2. It’s not just about abstinence. You may have come to addiction treatment due to problems caused by an inability to manage drug and alcohol use, but recovery from addiction is a layered issue that manifests in a number of different ways. You will find that pretty much all the choices you make in life from how and where you sleep to what you eat and how you spend your downtime all deeply impact your recovery. Recovery is about far more than simply not using drugs or drinking; it is about learning how to live the most authentic version of your life every day.

3. Honesty is important. Keeping secrets, hiding shame, or otherwise pretending to be someone or something you’re not all contribute to the urge to drink and get high. Drug and alcohol use may have provided a shroud in active addiction, but in recovery, honesty is essential. It can be painful to shed those layers that may have buffered you from the world for so long. But when you do, you will find that you feel much lighter and freer.

4. All your friends do not have to be sober. At first, it is safe to spend your time only with other people who are in recovery. You know that they understand where you are coming from and what you are going through and will be more forgiving of some of the unavoidable awkwardness that comes with early recovery. You will soon find, however, that not everyone in recovery is good company and that some people who are not actively sober may end up being the most fun, interesting, and inspiring people in your life. You do not have to limit yourself to the recovery world when it comes to friendship, but it’s a good place to start building your support network.

5. You can be a good friend to other people. This may sound simplistic, but many people in active addiction have only been told all the ways that they failed in their relationships – for years. It can be an incredible moment when you realize that you are not the person you once were and that you can be a positive part of other people’s lives.

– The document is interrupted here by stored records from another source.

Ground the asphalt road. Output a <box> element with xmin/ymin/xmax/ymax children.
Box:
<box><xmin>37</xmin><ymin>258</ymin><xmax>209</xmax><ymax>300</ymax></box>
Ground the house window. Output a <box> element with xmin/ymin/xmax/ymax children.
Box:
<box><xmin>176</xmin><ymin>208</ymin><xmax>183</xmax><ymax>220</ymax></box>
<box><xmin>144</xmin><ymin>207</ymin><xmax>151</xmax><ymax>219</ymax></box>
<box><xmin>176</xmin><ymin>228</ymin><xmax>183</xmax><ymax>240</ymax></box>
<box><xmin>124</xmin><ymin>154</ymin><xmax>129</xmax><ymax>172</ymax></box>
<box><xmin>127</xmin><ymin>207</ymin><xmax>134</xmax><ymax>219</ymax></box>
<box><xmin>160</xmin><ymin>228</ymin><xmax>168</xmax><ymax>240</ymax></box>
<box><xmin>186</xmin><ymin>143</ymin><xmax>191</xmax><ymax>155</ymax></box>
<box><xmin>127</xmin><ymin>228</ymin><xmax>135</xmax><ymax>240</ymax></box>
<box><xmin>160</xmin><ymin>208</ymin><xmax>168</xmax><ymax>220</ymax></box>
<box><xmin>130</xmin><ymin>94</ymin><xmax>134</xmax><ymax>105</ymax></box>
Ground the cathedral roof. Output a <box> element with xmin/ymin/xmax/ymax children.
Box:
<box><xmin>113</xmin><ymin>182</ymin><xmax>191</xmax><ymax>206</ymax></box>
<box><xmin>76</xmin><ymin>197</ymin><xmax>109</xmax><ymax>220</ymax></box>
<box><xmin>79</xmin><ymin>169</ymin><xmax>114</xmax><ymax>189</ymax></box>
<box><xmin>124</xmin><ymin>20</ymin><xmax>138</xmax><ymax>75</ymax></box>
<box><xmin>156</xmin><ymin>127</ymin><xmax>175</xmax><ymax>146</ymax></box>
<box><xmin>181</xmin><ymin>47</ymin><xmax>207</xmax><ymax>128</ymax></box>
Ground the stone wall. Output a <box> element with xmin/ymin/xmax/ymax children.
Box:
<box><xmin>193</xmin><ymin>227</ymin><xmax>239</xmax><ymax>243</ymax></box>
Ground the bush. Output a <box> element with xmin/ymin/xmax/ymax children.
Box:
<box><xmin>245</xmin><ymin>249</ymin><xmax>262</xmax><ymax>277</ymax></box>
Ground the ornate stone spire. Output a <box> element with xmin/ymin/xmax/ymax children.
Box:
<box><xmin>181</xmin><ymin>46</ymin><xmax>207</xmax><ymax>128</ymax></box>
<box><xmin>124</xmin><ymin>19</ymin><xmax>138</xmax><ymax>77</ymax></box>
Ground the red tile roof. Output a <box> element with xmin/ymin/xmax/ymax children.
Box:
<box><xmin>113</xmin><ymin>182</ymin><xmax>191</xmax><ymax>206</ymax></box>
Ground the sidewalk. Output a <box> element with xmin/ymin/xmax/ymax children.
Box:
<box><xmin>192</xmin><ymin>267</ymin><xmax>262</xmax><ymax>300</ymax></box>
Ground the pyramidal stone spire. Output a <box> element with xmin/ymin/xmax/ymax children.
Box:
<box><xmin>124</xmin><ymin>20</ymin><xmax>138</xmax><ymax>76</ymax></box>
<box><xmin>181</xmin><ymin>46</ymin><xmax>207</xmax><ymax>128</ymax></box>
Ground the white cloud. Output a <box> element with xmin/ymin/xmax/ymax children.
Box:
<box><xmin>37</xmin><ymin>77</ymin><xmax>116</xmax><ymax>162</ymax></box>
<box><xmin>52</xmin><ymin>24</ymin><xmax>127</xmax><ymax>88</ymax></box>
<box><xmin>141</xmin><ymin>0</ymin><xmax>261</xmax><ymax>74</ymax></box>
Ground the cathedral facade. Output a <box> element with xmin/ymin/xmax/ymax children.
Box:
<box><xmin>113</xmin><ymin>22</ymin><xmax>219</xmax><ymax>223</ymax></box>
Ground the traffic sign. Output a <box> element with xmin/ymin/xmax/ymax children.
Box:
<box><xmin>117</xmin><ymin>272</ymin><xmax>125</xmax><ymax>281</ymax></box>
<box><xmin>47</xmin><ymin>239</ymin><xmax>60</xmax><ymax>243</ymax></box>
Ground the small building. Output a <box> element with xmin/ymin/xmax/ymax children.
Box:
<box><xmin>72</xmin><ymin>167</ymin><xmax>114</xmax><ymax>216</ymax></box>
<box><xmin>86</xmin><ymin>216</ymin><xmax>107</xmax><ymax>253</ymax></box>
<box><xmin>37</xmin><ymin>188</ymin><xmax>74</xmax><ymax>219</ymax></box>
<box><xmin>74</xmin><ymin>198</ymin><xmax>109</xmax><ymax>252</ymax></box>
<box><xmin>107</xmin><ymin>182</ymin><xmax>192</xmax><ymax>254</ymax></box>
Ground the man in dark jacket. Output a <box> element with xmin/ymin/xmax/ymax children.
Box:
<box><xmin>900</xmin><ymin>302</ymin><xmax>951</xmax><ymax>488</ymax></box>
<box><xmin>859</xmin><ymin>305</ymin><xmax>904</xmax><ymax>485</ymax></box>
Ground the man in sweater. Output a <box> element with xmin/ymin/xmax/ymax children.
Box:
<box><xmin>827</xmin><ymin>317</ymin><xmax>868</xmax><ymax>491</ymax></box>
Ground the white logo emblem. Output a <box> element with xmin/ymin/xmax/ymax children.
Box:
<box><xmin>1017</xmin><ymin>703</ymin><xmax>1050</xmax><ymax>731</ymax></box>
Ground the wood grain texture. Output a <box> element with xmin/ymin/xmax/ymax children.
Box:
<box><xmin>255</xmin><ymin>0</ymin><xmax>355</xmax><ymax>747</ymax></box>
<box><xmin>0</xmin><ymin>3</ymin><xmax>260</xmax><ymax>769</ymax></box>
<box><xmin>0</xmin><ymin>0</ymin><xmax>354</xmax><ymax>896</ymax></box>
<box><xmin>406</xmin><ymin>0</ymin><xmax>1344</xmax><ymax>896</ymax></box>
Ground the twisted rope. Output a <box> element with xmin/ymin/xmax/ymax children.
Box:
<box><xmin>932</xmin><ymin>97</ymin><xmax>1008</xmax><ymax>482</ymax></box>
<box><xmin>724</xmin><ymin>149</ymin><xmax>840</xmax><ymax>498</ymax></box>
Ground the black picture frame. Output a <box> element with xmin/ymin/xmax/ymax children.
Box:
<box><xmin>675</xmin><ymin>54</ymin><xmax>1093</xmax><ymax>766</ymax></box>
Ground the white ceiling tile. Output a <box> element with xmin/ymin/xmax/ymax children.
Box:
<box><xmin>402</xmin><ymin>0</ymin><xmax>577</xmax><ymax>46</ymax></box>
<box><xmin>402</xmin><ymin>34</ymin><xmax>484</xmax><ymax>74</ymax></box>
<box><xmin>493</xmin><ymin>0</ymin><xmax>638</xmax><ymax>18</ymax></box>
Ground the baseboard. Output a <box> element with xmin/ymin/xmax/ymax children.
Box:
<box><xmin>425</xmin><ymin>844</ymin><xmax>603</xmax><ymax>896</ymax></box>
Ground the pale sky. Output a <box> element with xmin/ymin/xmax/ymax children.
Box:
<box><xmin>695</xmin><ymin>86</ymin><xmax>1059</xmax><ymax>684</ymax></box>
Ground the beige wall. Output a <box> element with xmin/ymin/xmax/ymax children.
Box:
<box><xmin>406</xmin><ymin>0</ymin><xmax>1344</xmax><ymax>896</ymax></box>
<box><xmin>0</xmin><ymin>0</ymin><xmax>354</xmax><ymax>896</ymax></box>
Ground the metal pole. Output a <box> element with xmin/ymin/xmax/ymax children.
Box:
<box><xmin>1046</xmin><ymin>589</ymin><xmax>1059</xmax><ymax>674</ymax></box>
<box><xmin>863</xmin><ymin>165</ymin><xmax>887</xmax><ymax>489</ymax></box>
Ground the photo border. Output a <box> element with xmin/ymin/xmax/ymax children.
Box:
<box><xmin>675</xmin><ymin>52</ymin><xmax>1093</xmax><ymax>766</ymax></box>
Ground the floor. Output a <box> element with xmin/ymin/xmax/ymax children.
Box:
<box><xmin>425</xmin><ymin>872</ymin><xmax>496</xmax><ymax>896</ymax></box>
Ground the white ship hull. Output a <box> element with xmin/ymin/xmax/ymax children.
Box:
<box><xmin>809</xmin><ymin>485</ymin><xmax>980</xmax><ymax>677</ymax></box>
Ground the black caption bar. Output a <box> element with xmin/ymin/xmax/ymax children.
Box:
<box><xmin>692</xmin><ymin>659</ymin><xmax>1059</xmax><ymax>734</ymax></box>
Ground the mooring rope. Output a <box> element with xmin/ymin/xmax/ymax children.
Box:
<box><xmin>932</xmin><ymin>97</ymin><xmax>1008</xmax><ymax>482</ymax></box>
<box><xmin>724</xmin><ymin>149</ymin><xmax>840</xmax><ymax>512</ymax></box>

6. Showing up is pretty much everything. Going to 12-Step meetings even when they begin to feel monotonous and irritating, going to your doctors’ appointments to continue mental health treatment even when it feels like it’s not working, going to therapy and holistic treatments – just continuing to show up to these things even when your heart isn’t in it is a huge part of building a strong foundation for yourself in recovery.

7. Sobriety is not boring. By choosing to commit to recovery, you are not choosing to sit on the couch and watch TV for the rest of your life in order to avoid coming into contact with drugs or alcohol or any stressful situations that could cause you to relapse. Your recovery can be everything and anything you make of it. You can begin a new career, travel, start your own business, accomplish something in your art or hobby that you’ve always wanted to do, or just explore your options and spend time with your family. Without the use of drugs and alcohol, you will have the clarity of mind, emotional balance, and finances to do pretty much anything that comes your way, and that is not boring at all.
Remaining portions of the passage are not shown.